Despite all the negative publicity about Rio leading up to the summer games – news about the Olympic Village not being ready on time, the crime rate, water pollution and Zika scare – Rio pulled it off. Surely you were aware of the near poverty conditions of most residents there, a notorious crime rate and a police force challenged to keep control.
Still, a person of your status must have received the VIP treatment. You were in the perfect position to serve as an unofficial ambassador of good will; an example of the best of what can be experienced in Rio – Olympic gold medals aside. But apparently that wasn’t good enough for you.
Instead, you exploited Rio’s crime rate as a cover-up for your shenanigans. You chose to play on the fears and negative stereotypes about the host city. When you lied about getting robbed at gunpoint by fake police officers, you had to know your lie would become worldwide news. After all, you’re an All-American golden boy with a squeaky clean image. If you say somebody pointed a gun at your head and threatened to pull the trigger during an apparent robbery of you and your entourage, who would question that?
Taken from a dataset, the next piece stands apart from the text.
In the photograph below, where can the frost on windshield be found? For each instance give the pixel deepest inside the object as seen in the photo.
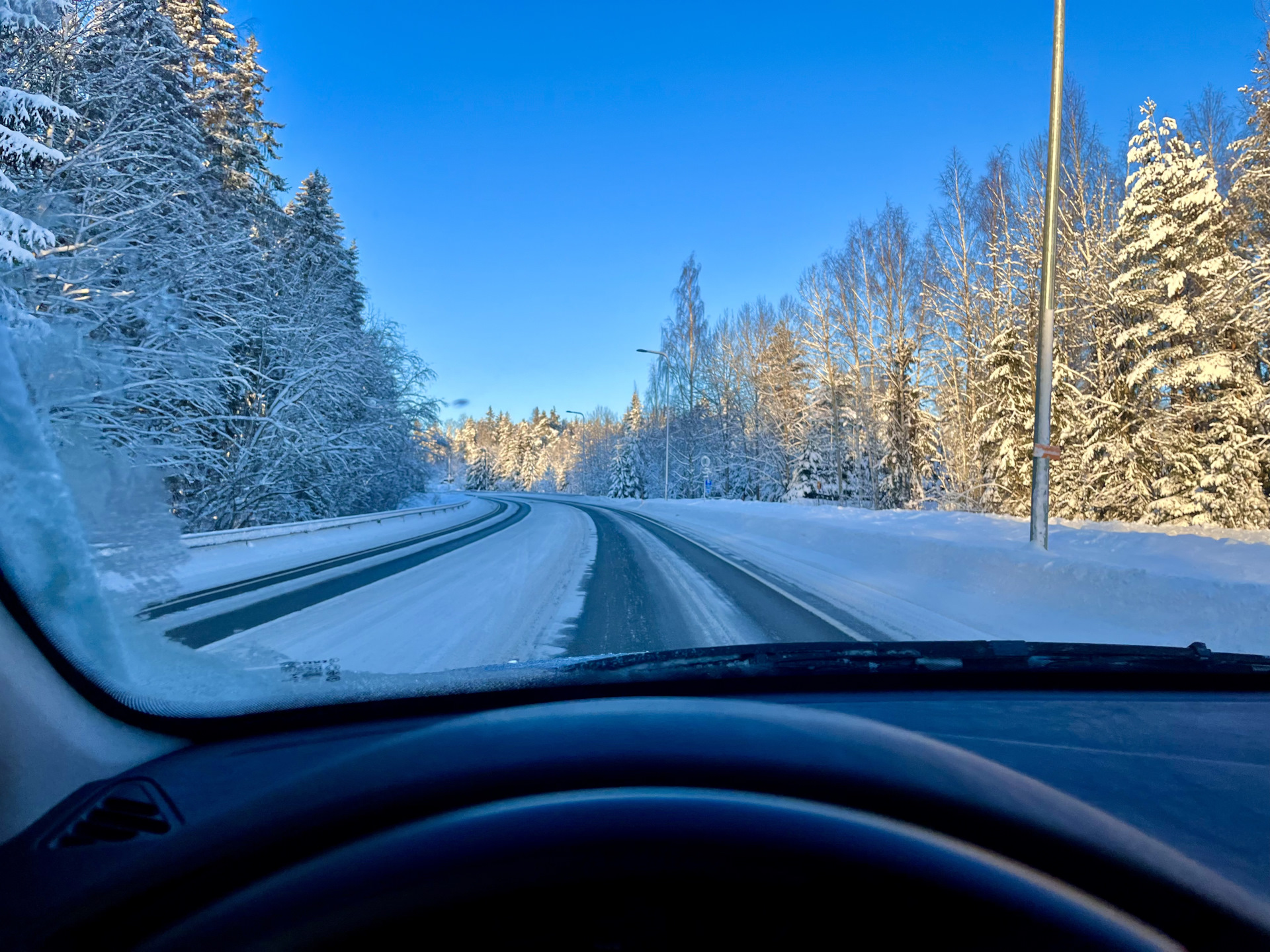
(226, 484)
Had it not been for the video of that night at the gas station (in a crime-ridden place such as Rio there’s bound to be video surveillance, Einstein) and the fact that your cohorts didn’t hold up under the pressure of a police interrogation in your absence I have a feeling you would have stuck with your lie from here to eternity.
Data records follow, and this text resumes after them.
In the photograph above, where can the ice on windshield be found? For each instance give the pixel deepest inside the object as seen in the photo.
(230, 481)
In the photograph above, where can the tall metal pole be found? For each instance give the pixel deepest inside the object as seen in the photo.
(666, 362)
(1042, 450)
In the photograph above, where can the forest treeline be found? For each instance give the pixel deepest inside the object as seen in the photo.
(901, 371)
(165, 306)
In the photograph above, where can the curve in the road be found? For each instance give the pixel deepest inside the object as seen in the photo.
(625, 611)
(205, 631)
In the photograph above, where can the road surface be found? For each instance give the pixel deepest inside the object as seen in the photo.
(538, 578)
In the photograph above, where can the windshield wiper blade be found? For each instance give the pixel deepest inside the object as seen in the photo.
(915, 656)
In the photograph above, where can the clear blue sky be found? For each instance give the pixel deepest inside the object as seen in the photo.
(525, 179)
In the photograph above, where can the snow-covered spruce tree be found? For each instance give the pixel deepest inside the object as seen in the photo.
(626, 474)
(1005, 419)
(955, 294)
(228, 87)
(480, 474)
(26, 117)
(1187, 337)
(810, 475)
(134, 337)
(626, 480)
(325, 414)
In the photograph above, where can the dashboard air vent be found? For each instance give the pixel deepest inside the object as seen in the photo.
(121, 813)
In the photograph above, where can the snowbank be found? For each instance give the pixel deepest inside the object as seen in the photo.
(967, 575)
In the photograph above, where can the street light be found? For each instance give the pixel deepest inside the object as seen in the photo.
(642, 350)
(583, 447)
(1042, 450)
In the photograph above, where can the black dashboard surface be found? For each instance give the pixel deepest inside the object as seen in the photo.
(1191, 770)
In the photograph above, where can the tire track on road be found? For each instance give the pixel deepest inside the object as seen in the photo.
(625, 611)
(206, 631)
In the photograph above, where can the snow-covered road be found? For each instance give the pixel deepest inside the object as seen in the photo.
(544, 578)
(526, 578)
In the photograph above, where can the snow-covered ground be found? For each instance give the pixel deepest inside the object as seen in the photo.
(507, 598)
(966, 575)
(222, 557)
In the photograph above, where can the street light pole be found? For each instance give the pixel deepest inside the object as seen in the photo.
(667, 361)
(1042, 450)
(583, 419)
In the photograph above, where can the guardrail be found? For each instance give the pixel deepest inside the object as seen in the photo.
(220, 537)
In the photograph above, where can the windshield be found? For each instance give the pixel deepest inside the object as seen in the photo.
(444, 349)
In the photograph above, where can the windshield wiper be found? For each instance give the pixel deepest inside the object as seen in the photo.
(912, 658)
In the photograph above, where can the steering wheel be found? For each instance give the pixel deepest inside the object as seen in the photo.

You remind me of Charles Stuart. He was the Boston man who murdered his pregnant wife, but told police a black man did it. For weeks innocent black men in the Boston area were interrogated, investigated and harassed by police wasting time, money and other valuable resources. It was easier to believe a negative stereotype than to believe an upstanding family man like Stuart would ever do something so calculating. When police realized Stuart’s story was a lie, he killed himself rather than face the truth and a certain lengthy prison sentence.
You remind me of Susan Smith. She’s the South Carolina woman who told police a black man carjacked her vehicle and kidnapped her two small children who later where found still buckled in their car seats drowned in a nearby lake. I’m sure you guessed what happened next. Black men all over that area were presumed guilty until proven innocent. A damsel in distress white woman would never kill her own children to make herself more attractive to a male suitor. Until Smith confessed that truth.
In your case, Ryan, nobody was killed. Still, the only difference between you, Stuart and Smith is they used black men in America as their boogie man. You used brown men in Brazil as yours. Different country, same negative perpetual stereotype used to instill fear.
Now in TV interviews you claimed to have learned a valuable lesson from all this. I, for one, am getting tired of people – like yourself who should know better – spewing stereotypical offensive dialog and behaving badly, then insulting my intelligence after the fact with insincere apologies. You shouldn’t have to get caught in an international scandal to learn a valuable lesson. You’re not a teenager. You’re 32. Just as you learned the law of cause and effect by training for and winning Olympic gold, it’s time you learn about the laws of crime and punishment.